The European Commission has further cleared the way for Latvia’s accession to the Eurozone. In a document published on June 5, it reports that the country "has achieved a high degree of sustainable economic convergence with the euro area.” It now rests with the Eurogroup ministers to give the country the final green light to become part of the currency bloc on January 1, 2014.

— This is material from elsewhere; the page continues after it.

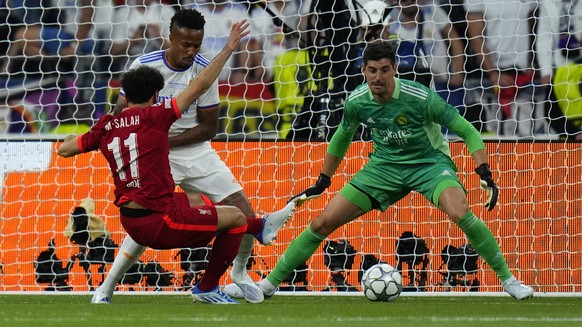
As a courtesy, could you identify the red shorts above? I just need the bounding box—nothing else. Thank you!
[120,193,218,250]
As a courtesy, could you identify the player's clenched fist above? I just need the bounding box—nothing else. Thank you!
[289,174,331,207]
[475,163,499,211]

Latvia "fulfils all the criteria needed to adopt the euro," and "has made ​​the necessary legislative changes required to adopt the euro," says Diena. The Latvian daily adds that –

The average year on year inflation rate in Latvia in April was 1.3 per cent, which is well below the required 2.7 per cent level. [...] The budget deficit fell to 1.2 per cent of GDP in 2012 and is expected to be 1.2 per cent of GDP in 2013. [...] Public debt dropped to 40.7 per cent of GDP in 2012 and is expected to hit 40.1 per cent in 2014.

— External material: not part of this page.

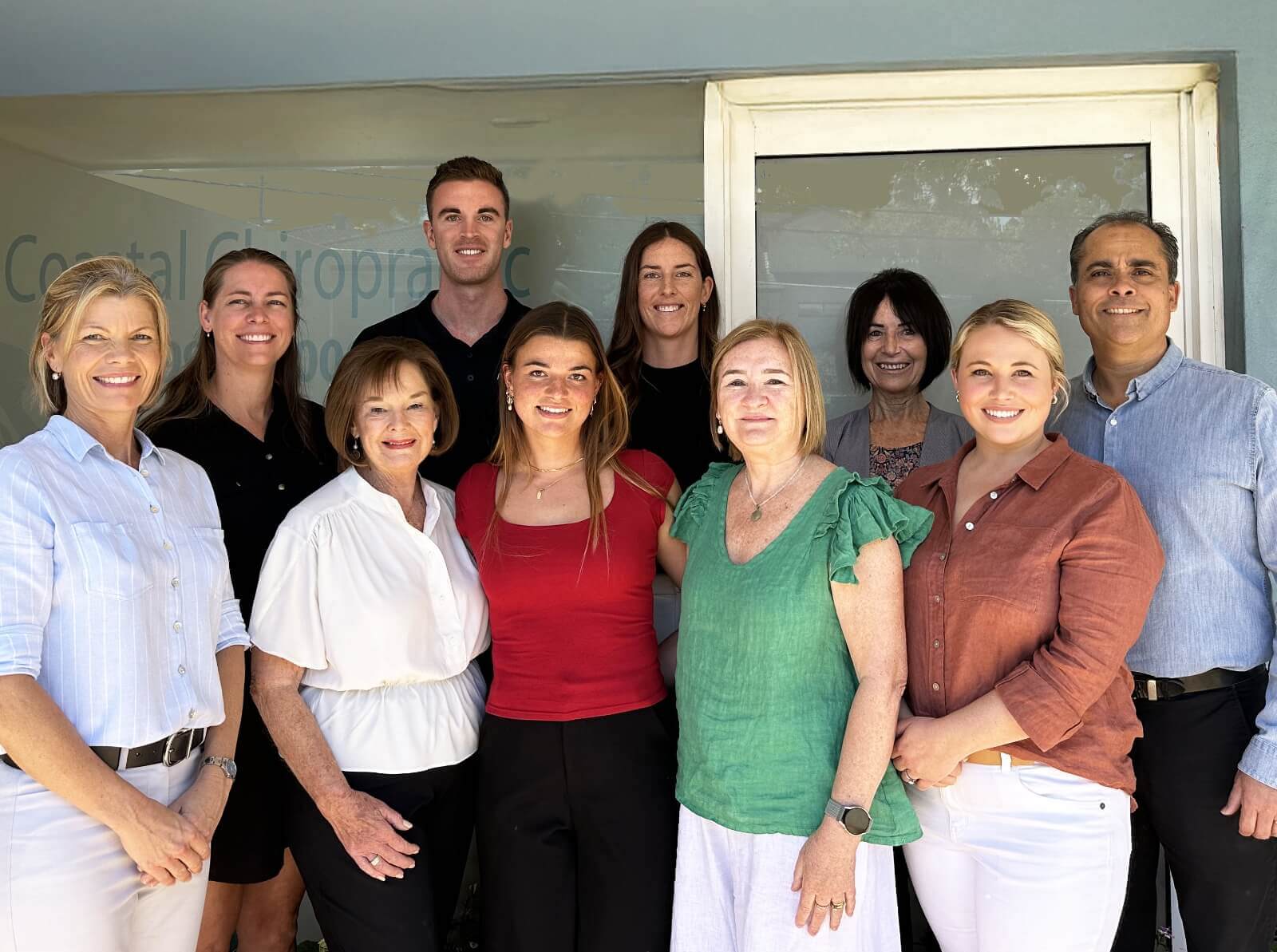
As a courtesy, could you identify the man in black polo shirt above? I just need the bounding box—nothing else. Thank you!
[355,156,528,488]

However, with a GDP per capita of $14,800 (€11,327), "the country is one of the poorest in the EU," notes Der Standard. But

experts in Brussels are focusing on the strong psychological and political signal that is sent out through the accession of a country that finds itself in such an [economic] situation. Since each member country is represented equally with a seat and a vote [in the Eurogroup], the culture of stability demanded by the northern countries is reinforced.